Hi Flourish Anyway, interesting observations. As children , my brother and me would have a field time coming up with different versions. Like you mentioned, maybe, with his Guru gone , he started feeling little lonely.

Lorna Lamon on September 08, 2020:

Life lesson within these stories and I particularly enjoyed the story about 'All for the love of a Cat'. I also enjoyed the tales passed down from the generations in my own family, and I can remember sitting beside my mother listening to her tales of Irish Folklore. This was an enjoyable read Sowrabha.

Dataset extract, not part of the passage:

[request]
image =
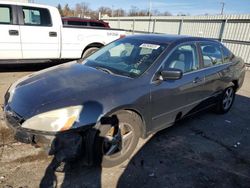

Ankita B on September 08, 2020:

I enjoyed reading both the stories Sowrabha. They have some important lessons to give. Thank you for sharing.

John Hansen from Queensland Australia on September 08, 2020:

I enjoyed these stories and their valuable lessons. Thank you for sharing.

FlourishAnyway from USA on September 07, 2020:

Good lesson there and I get it. Maybe he needed to think in terms of options before rashly acting. A mousetrap would have worked great and averted the entire mess or mothballs to repel the vermin. I think he loved the cat more than he let on. Obviously he had a change in values if all that change took place.